Son muy pocos los hombres que pueden dar una vida de tradwife a una tradwife y, no olvidemos que nuestras abuelas fueron tradwifes y como resultó eso: mujeres que tenían que soportar infidelidades, golpes, reglas estrictas que limitaban el libre albedrío y, en algún momento, casi todas se dieron cuenta que no tenían ni para un labial.
Que tenían que pedir para comprar calzones.
Que se enfermaban y había reproches por no tener la casa limpia y la comida hecha.
Esas tradwifes que fueron nuestras abuelas finalmente murieron enfermas por la sobrecarga mental, laboral y emocional o bien lucharon para liberarse o a escondidas se fueron haciendo de autonomía, vendiendo gorditas, tandas, catálogos.
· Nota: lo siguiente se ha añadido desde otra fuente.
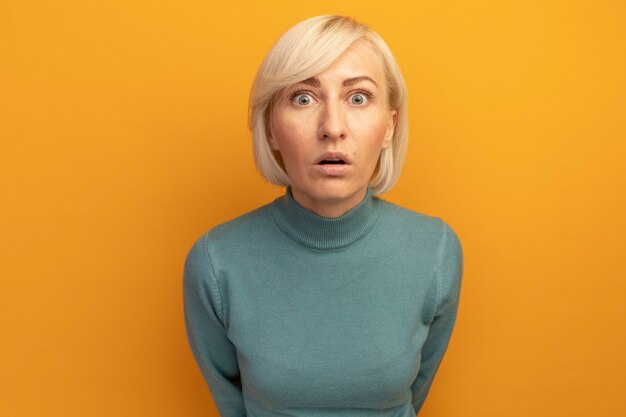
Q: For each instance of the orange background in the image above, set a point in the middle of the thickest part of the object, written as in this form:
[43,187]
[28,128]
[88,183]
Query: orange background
[123,139]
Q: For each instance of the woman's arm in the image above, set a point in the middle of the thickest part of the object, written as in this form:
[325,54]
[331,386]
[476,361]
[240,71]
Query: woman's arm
[449,276]
[215,354]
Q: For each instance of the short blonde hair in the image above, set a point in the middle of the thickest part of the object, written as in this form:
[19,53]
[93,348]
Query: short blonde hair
[304,51]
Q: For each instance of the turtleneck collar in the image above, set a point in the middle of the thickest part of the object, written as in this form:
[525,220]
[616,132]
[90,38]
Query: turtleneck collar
[314,231]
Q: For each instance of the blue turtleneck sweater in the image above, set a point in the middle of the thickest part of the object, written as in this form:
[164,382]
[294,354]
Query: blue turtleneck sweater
[292,314]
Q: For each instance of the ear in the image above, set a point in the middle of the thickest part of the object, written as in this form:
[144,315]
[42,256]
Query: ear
[391,127]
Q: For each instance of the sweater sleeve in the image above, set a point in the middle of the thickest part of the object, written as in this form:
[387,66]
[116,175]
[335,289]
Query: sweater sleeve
[213,351]
[449,275]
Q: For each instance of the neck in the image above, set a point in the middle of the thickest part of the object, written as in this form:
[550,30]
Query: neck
[330,208]
[318,232]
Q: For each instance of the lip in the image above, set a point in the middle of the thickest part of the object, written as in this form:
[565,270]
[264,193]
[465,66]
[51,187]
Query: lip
[334,155]
[333,170]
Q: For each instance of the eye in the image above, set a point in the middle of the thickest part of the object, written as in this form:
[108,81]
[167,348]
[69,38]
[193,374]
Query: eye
[360,98]
[301,98]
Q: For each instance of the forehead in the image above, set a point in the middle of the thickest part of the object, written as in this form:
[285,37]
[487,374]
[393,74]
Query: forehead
[360,59]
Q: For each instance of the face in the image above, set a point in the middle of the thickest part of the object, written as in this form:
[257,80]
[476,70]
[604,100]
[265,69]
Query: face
[331,128]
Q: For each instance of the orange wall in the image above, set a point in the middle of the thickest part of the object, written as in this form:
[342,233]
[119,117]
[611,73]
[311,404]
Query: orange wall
[123,138]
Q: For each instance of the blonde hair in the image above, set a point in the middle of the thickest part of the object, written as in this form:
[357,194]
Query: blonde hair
[304,51]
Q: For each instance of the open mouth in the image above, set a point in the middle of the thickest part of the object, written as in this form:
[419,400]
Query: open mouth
[332,162]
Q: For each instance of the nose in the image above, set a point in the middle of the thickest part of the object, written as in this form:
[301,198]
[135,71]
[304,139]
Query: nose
[332,122]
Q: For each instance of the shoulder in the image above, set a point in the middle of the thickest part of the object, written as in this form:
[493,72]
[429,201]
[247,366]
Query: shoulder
[234,235]
[413,223]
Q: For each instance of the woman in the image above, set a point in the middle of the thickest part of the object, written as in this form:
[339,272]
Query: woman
[329,300]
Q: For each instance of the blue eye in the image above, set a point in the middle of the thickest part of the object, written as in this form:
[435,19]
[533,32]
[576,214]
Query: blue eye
[301,99]
[358,99]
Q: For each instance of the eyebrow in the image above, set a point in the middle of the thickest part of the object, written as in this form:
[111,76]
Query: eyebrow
[314,82]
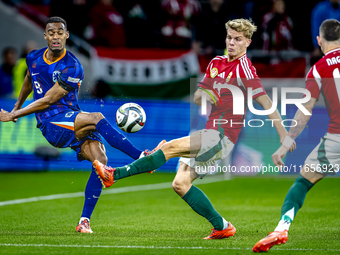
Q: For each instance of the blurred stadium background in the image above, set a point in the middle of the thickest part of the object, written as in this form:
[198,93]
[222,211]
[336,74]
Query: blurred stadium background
[146,65]
[152,52]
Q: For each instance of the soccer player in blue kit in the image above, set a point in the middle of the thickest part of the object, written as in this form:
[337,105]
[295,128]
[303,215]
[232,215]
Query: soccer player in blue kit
[55,75]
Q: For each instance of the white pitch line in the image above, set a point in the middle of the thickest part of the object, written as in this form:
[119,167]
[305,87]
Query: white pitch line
[164,185]
[152,247]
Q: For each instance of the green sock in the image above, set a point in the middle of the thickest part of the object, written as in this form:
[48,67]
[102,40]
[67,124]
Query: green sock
[201,204]
[293,201]
[142,165]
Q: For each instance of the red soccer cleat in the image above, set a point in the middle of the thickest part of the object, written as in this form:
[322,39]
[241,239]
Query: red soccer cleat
[274,238]
[147,152]
[84,227]
[220,234]
[105,173]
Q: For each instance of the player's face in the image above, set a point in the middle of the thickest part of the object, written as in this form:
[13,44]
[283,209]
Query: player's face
[56,35]
[236,43]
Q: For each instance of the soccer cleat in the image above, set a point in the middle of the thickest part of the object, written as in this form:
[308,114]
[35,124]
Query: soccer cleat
[105,173]
[147,152]
[220,234]
[84,227]
[274,238]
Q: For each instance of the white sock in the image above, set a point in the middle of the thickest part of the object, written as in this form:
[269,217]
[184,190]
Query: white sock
[225,224]
[83,218]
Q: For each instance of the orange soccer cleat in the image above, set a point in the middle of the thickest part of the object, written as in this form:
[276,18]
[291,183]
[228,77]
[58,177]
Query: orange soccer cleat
[147,152]
[105,173]
[84,227]
[274,238]
[220,234]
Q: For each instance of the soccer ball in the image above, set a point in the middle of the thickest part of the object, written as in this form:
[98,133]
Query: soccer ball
[130,117]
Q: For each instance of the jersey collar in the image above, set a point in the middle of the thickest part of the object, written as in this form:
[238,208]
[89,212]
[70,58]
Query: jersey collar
[48,62]
[239,58]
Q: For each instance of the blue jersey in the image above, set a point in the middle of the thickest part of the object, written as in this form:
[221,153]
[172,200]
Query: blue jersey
[66,70]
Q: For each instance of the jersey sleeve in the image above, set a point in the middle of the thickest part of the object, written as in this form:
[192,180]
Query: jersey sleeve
[71,77]
[249,78]
[313,82]
[205,83]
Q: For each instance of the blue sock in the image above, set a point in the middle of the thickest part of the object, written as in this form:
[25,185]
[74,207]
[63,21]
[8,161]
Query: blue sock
[92,193]
[116,139]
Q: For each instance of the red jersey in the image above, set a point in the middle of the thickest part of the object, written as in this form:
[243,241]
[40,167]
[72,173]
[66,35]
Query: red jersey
[240,73]
[324,77]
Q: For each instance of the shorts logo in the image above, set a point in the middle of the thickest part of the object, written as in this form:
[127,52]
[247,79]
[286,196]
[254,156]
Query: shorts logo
[74,80]
[229,76]
[69,114]
[213,72]
[55,76]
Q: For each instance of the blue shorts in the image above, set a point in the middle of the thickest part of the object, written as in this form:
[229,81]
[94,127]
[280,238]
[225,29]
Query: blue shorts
[59,131]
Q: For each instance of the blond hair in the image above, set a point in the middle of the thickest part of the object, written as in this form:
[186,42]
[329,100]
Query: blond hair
[242,25]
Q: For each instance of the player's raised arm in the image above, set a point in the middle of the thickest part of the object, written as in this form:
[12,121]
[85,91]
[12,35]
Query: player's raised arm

Las tradwifes actuales no son tu amiga queriendo instagramear su rutina diaria. Son las mujeres que integran todo un sistema de producción en su cocina, en su rutina, en su crianza. Tradwife es producto del capitalismo blanco.
No es una moda pasajera, es una amenaza política. No es una moda de Instagram, es una propuesta del capital para convencernos de regresar a nuestras cocinas y soltar las calles, soltar la lucha, soltar todo lo que hemos logrado.
Ya hay congresos y propuestas que buscan quitar el voto femenino y asignarlo como voto por familia en los Estados Unidos y aquí la facción conservadora de los partidos políticos están haciendo eco.
Ya hay una propuesta para forzar a las mujeres que elijen abortar a escuchar los latidos antes de tomar la decisión, como una manera de criminalizar el derecho a decidir.
El movimiento de las tradwife como producto atractivo del mercado, el avance de la ultraderecha conservadora en todos los aspectos de las políticas y la vida pública, no deben ser ignorados ni tratados con humor.
Deben ser tomados como una amenaza real, no vaya a ser que los derechos ganados con tanto esfuerzo se esfumen de la noche a la mañana, como paso en Estados Unidos con el derecho al aborto hace apenas unos dos años.
Ni un paso atrás. Por muy tentador que se sienta, depender de un hombre es un riesgo que no vale la pena correr y por el que no vale la pena arriesgar nuestros derechos.
Libertad financiera para todas las mujeres como estrategia de autocuidado femenino, siempre.